In a blur of movement, the old dress was swiftly removed, and the new dress took its place. She looked down in amazement, the light reaching her eyes.
We thanked the seamstress, and slowly walked her back to where we had found her. As we walked, all eyes were upon her, and this time, there was a difference... her eyes were not glued to the ground. She was looking at the world through a new perspective. The world was, in turn, seeing her through a new perspective.
We helped a little girl see that dreams do come true. That she is not invisible. That her life matters. And that there is always hope.
As were were preparing to leave, the girl's mother, having seen and heard about the dress, tracked us down. Not too hard to spot the group of Canadians in a small jungle village in Cameroon, she walked right up to us, and explained that she was the girl's mother.
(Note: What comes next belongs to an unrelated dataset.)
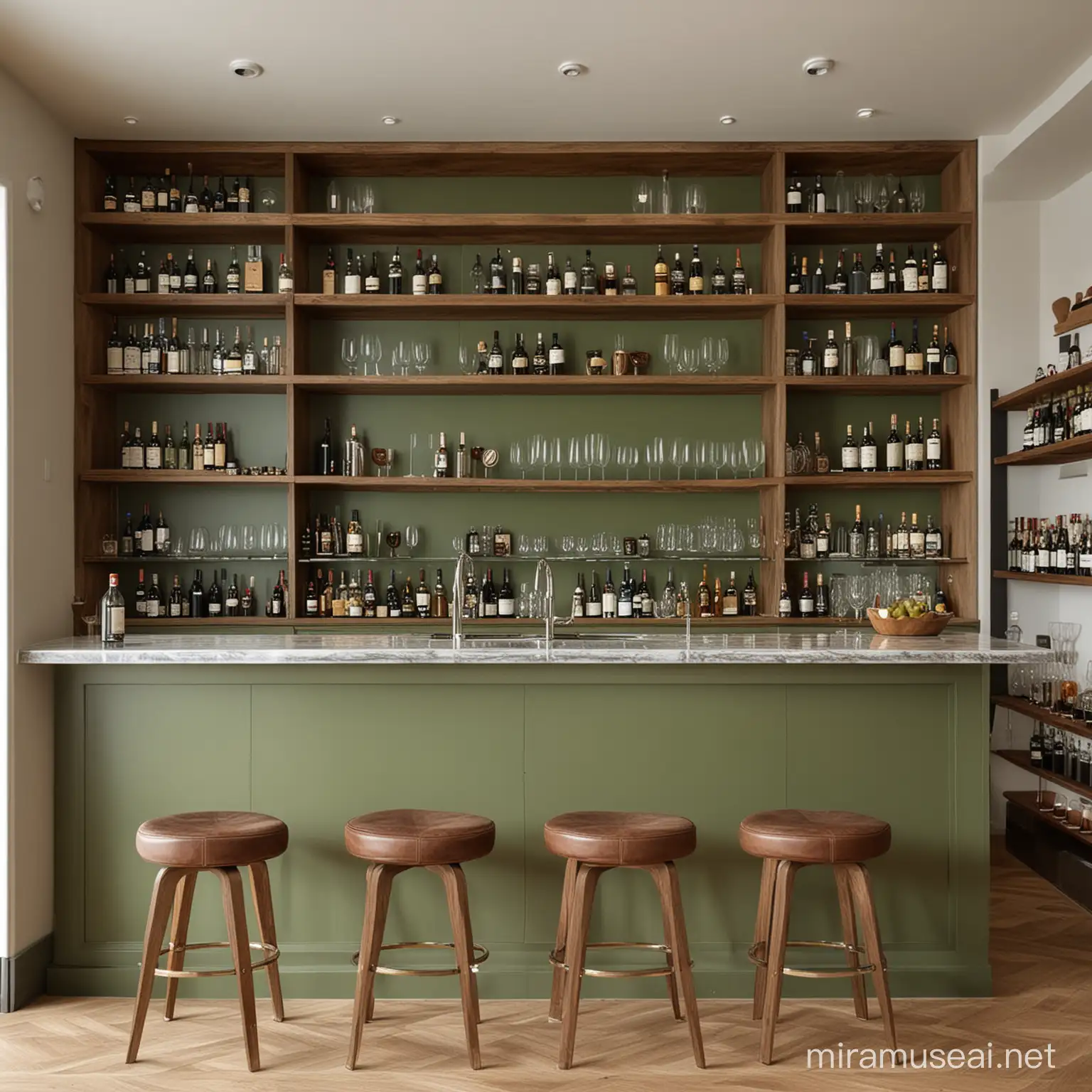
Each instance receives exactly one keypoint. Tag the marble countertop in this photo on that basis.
(828, 647)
Singling me out, with tears in her eyes, she thanked me for what we had done for her daughter. I told her that I had kids too, that as a mother, we share the responsibility for the world's children, and that although we wanted to be able to do this for every girl, for every child, today, it was her daughter that we were able to do this for, and that it was an honor to come alongside of her and bless her daughter.
I gave her a big hug, and then crouched down to Cinderella, and shared a few last special moments with her, encouraging her, and loving on her.
I watched them leave as we began to gather around the Hilux, getting ready to leave the village and head back to Lewoh. As we were waiting for a few more team members, I saw the mom rush back to our group, with a fresh coconut in her hands. She extended the large coconut to me. Such a tremendous gift.
Tears stung my eyes as I struggled to express to her that no thanks was needed, and smiled as I cupped my hands around the coconut, and held her eyes in mine as I gently pushed the coconut back into her hands, holding it with her for a moment, and telling her that what I wanted most of all was for her and her family to enjoy the coconut together and to have it as a celebration of this day, together as a family. I have a peace that the love in my eyes reflected my gratitude back to her, and that she understood my heart in that moment.
From mother to mother, we understood each other.